Leading open source large language models from China like DeepSeek and Qwen have become the standard all open source models are measured against. Topping benchmarks and seeing widespread adoption, these models have led many to believe that China has figured out the secret to AI innovation, and is poised to surpass the US in the AI race. However, as Victor Shih recently said on the Dwarkesh Podcast, the amount of wasteful spending in the technology sector in China is enormous, and the winners are merely an extremely small amount of outliers. Due to special interests and outright corruption, billions and billions of dollars are basically thrown down a hole. In this piece, we'll look at a phenomenon, a fad, that's likely going to cost the Chinese government and corporations billions of dollars.
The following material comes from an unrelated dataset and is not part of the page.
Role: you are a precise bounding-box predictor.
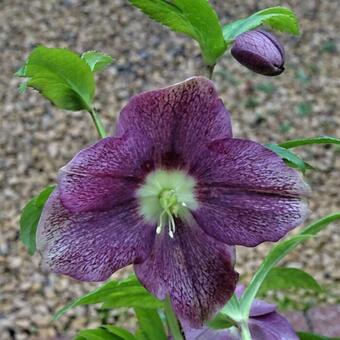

A DeepSeek console ad at the Shenzhen airport.
The DeepSeek Console
In early 2025, "DeepSeek consoles" suddenly became all the rage, especially among Chinese local governments and state-owned enterprises. Following DeepSeek's rise to stardom in late 2024, every company has its eyes set on deploying DeepSeek in its workplace like girls in west village trying to cop Trader Joe's tote bags. And very much like Trader Joe's tote bags for the NYC girlies, DeepSeek doesn't bring true value to most of these companies. It's a trend, a status symbol for leaders in these organizations to have the hottest buzzword tied to their names.
DeepSeek consoles are servers (mostly made by hardware firms unrelated to the AI labs) with open source LLMs like DeepSeek (and sometimes Qwen) pre-loaded. It's meant to be deployed on-prem (hosting the servers within their own data centers) to serve LLM queries. A console itself can cost anywhere between hundreds of thousands to over 2 million RMB (1 USD ≈ 7 RMB), with significant add-on costs such as software subscriptions and engineering support.
So why don't these companies & organizations just dump their files into a hosted vector database service and stick an AI chatbot on top of the data like most of the self-proclaimed "AI-enabled" companies in the world? Why spend millions of dollars on something that requires much more brainpower and capital to operate when there are much simpler and cheaper solutions?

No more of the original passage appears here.